Cranial neuropathies are rare, and include the III, IV,VI, and VII cranial nerves. Cranial neuropathy affects the nerves connected with the brain that control sight, eye movement, hearing, and taste. Most often, cranial neuropathy affects the nerves that control the eye muscles. Neuropathy starts with pain on one side of the face near the affected eye. Later, the eye muscle becomes paralyzed, resulting in double vision. Nevertheless, symptoms of this type of neuropathy usually resolve within 2 or 3 months.

Truncal Neuropathies

Truncal neuropathy usually presents subacutely with painful paresthesia in variable size patches in the trunk, either unilaterally or bilaterally. Associated involvement of motor nerve fibers can lead to bulging of the abdominal wall in the paresthetic areas. Clinicians should check for a patch of sensory abnormality in the region of the symptoms.

Proximal Neuropathies

Proximal neuropathies may develop in long-standing diabetics with poor metabolic control and may lead to weight loss. A prominent feature is pain that is often severe and located in the hips and thighs. Proximal neuropathy causes weakness in the legs and often leaves patients unable to emerge from a sitting to a standing position without aid. The length of the recovery period varies, depending on the type of nerve damage.

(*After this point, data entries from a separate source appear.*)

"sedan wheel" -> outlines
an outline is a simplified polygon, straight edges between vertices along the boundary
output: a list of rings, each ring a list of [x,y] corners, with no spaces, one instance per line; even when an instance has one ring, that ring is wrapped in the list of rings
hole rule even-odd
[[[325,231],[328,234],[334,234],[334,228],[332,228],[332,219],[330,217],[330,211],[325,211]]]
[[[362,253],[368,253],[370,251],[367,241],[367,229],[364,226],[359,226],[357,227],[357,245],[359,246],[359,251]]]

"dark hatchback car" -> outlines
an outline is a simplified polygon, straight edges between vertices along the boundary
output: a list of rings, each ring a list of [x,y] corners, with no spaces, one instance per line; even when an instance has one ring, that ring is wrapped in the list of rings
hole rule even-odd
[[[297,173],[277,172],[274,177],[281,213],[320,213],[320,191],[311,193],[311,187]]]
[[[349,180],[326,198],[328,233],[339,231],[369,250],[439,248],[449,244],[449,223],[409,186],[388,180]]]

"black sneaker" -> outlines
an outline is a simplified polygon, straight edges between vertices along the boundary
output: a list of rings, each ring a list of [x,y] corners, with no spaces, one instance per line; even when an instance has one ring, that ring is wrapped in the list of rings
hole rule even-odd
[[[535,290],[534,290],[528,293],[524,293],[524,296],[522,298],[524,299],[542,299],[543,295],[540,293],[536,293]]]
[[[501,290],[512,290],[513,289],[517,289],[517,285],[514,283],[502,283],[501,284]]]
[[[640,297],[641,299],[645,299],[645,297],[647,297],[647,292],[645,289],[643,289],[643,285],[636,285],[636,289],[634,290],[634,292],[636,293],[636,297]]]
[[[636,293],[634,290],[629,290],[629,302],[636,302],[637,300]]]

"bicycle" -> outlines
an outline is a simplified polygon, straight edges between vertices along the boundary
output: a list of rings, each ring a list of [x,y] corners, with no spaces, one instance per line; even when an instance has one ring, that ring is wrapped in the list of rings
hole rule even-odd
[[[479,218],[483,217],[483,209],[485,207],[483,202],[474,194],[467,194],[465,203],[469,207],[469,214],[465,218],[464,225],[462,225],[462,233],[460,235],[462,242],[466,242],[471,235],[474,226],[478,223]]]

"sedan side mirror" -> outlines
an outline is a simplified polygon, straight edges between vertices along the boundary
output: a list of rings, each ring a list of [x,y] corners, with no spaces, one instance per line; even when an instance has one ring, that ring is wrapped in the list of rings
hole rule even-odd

Diagnosing Diabetic Neuropathy

Diagnosing diabetic neuropathy requires clinicians to perform a thorough physical examination, elicit patient history, and use clinical judgment; it does not necessarily hinge on any particular neurologic test or finding. Some patients present with severe pain but only minimal neurologic deficits, while others present with foot ulcers but have no pain or neurologic symptoms.

A complete medical evaluation enables clinicians to classify the diabetes, detect the presence of diabetes complications, review previous treatment and glycemic control in patients with established diabetes, assist in formulating a management plan, and provide a basis for continuing care.